Diplomacy / Africa & China

Medicines and frontiers

While most world leaders are preoccupied by domestic vaccine rollouts, China has built an expansive freezer near Addis Ababa’s airport and is expected to move more than a million doses of its coronavirus vaccine through this new Ethiopian hub this week. It’s part of an attempt to give China’s soft power a shot in the arm in key regions (across Africa, South America and Asia) that have previously been cut off from vaccines due to cost or access. Russia and India have also been making their own attempts at vaccine diplomacy. It stands in marked contrast to the efforts of the UK, the EU and the US, which have so far prioritised inoculating their own populations first. Several Western nations have pledged billions in financial contributions to a UN-backed vaccination scheme known as Covax but have only just begun discussions on sharing vaccines with the developing world. They’ll be playing catch-up with China when they begin in earnest.

Image: Getty Images

Aviation / New Zealand

Fit to fly

Air New Zealand announced this week that it will be among the first to trial a digital vaccine passport, a development that could bring the future of air travel into focus. A three-week trial is set to begin in April on the airline’s Auckland to Sydney route. Customers will be invited to download Travel Pass, an app that securely stores your test and vaccination data, matches it to your passport and indicates at check-in whether you meet the requirements for boarding.

The trial won’t be mandatory for passengers but with the airline indicating that the app will “speed up the check-in process”, it’s looking likely that some form of vax-to-fly is set to become a reality. With confidence in flying low and pandemic travel-advice websites harder to decipher than your in-flight crossword, all eyes will be on the South Pacific to see whether this pilot programme can get off the ground and take us into the skies again.

For more on this story listen to today’s edition of The Globalist on Monocle 24.

Media / USA

Declarations of interest

So that their decisions can be scrutinised, governments and businesses in the US are required to issue public notices for initiatives that will affect the communities they operate in. These notices provide a lucrative advertising stream for newspapers, running to hundreds of millions of dollars a year. But a number of US states have sought to shift these notices to government websites lately, which raises questions of transparency. Column, a five-month-old public-benefit start-up, is working to streamline the process for both sides and give governments less of an excuse to circumvent it. Recently it partnered with a number of state press associations and newspaper groups, including The Washington Post, to upgrade their public-notice presentation. “Our platform helps news outlets to invest in an enhanced digital experience for their communities to engage with public notices,” CEO Jake Seaton tells The Monocle Minute. It should ensure that the populace keeps a watchful eye on government and business in the process.

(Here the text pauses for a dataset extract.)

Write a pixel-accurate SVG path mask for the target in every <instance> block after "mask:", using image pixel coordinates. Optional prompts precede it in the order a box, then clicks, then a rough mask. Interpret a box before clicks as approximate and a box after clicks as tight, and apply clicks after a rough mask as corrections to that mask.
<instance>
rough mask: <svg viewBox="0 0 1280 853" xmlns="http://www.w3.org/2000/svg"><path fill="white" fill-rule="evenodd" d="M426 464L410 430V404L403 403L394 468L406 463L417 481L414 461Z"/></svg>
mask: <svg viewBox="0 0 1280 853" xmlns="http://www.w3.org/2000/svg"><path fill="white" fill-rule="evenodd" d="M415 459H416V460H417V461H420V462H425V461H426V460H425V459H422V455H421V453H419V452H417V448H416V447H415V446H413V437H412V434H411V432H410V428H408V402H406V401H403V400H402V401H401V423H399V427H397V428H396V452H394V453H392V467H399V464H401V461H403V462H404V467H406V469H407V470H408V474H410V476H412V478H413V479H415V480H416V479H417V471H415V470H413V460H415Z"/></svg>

Image: Courtesy of Japan Post Holdings Co.

Society / Japan

Pushing the envelope

Japan’s postal service has described it as “an event of historic significance”. That’s perhaps something of an overstatement but the first new ¥1 stamp in 70 years is welcome news for the country’s philatelists. Since 1951 there has been only one design option: the forbidding face of Hisoka Maejima, the bureaucrat who founded the country’s modern postal service. But now he has an ursine rival in the shape of Posukuma (literally “Post Bear”), Japan Post’s mascot. As announced by Hiroya Masuda, the postal service’s president, Posukuma will soon be an alternative face for the ¥1 stamp. It seems that whereas Japan Post was happy to stick with Maejima, the public had been calling for a cute alternative. The simple, timeless drawing of Posukuma does the job without straying into saccharine territory. Budding collectors can buy the first stamps – sold in sheets of 50 – from 14 April. Don’t say we never keep you posted.